Worries and dismay spread among concerned Filipinos who took to social media platforms to not only express their grievances but also urged others to withdraw their money from Land Bank and Development Bank of the Philippines (DBP). These two banks will serve as funding sources for President Bongbong Marcos’s flagship project, the Maharlika Investment Fund (MIF).
Senator Francis Escudero, who was absent during the Senate voting, emphasized the need for the seed money to be contributed by Land Bank of the Philippines and DBP to generate returns higher than the current average investment yield of 6 percent.

However, netizens like economist JC Punongbayan voiced their fears on Twitter, asserting that the proposed legislation aimed to risk the funds obtained from the mentioned banks, Bangko Sentral, taxpayers, and other sources.
Punongbayan tweeted, “And with the dire global economic environment, there is a possibility that investments could vanish into thin air.
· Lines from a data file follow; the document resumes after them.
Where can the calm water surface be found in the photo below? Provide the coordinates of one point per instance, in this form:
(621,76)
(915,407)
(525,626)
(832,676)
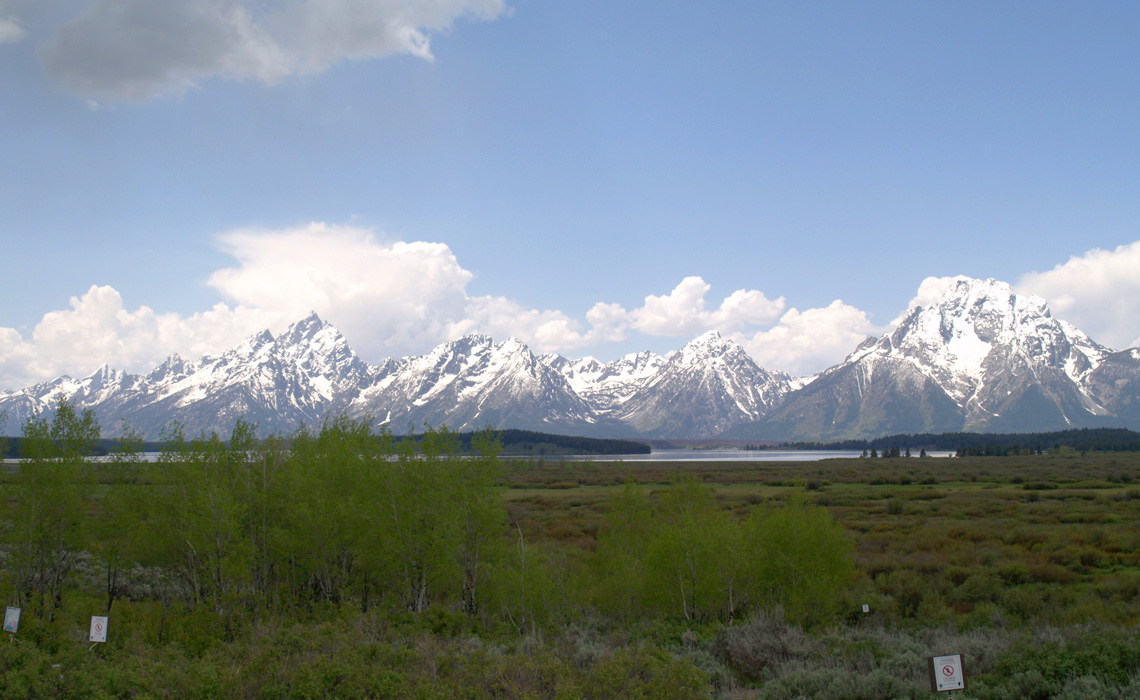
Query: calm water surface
(729,455)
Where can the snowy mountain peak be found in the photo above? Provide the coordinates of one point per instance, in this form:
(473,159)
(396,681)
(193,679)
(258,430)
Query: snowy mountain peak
(971,335)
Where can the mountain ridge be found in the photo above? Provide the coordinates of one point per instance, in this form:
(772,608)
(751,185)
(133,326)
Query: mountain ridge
(979,357)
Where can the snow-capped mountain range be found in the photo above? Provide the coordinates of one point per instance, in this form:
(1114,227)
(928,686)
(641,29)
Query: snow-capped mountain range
(979,358)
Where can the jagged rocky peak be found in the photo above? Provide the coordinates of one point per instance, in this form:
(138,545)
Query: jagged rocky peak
(958,331)
(705,347)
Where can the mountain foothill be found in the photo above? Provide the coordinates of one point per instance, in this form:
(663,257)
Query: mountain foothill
(982,358)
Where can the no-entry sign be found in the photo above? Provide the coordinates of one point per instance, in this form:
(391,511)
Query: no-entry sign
(946,673)
(98,628)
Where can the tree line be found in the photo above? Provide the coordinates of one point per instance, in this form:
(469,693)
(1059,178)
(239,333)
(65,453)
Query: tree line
(341,517)
(1084,439)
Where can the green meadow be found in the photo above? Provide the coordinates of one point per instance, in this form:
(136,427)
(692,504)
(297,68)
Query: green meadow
(343,564)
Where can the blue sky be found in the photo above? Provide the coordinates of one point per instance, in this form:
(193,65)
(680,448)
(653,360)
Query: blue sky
(594,178)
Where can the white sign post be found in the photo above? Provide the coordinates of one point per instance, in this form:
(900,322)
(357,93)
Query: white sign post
(11,619)
(946,673)
(98,628)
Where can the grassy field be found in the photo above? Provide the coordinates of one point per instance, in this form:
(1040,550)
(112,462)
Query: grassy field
(1028,567)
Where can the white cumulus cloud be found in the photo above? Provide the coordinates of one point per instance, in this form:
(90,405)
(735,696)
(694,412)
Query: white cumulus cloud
(136,50)
(99,330)
(808,341)
(1098,292)
(390,299)
(683,312)
(387,298)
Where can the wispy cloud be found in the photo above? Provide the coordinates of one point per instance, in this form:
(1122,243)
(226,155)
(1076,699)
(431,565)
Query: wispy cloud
(135,50)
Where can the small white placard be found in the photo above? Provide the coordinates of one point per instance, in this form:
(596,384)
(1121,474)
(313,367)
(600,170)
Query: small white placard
(98,628)
(946,673)
(11,619)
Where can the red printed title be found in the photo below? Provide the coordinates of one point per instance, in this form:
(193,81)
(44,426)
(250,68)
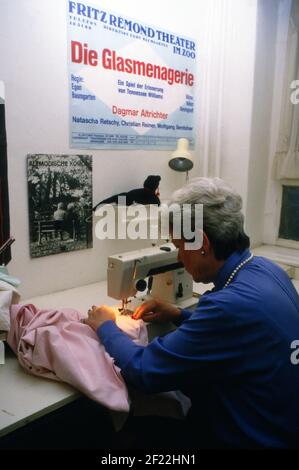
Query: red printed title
(81,54)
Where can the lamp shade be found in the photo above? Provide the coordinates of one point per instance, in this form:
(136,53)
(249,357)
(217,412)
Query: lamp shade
(181,159)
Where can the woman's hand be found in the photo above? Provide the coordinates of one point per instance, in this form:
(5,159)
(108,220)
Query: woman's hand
(156,310)
(98,315)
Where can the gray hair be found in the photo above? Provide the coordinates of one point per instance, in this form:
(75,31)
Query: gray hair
(223,220)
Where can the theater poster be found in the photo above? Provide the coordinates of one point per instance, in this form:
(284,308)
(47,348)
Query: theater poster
(131,84)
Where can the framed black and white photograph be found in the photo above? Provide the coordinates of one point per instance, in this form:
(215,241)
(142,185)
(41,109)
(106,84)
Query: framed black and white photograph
(60,203)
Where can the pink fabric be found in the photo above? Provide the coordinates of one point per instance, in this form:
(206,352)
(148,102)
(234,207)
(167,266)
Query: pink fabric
(54,344)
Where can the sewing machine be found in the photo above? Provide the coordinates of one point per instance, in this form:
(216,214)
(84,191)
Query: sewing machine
(149,273)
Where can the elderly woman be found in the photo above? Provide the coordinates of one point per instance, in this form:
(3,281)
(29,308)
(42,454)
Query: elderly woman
(231,355)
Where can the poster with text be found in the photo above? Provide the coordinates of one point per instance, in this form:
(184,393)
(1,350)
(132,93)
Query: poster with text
(131,84)
(60,203)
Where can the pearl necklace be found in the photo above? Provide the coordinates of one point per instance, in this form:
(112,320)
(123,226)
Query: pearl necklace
(236,270)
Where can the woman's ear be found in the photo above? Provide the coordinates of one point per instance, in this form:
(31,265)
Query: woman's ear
(206,245)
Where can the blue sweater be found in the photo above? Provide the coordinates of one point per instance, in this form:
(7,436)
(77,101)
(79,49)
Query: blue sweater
(231,356)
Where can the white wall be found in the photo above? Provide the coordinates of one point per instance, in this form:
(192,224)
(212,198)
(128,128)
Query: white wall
(33,52)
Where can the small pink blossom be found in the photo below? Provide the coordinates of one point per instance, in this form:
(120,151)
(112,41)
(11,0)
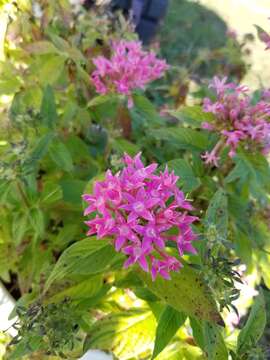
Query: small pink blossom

Moreover, no one will be held accountable. Are we going to accept that?!”
The tweet garnered over 7,400 likes and 2,800 comments, sparking intense discussions among skeptical and angered netizens.

Joel Cochico, a Twitter user, suggested a way to thwart the alleged Maharlika Fund Scam by urging depositors of Land Bank and DBP to close their accounts in these banks.
Justicia, another user, agreed and added that a bank run would effectively impede the economic saboteurs or money launderers behind Maharlika. However, those with government transactions cannot avoid Land Bank, as it handles all government payments.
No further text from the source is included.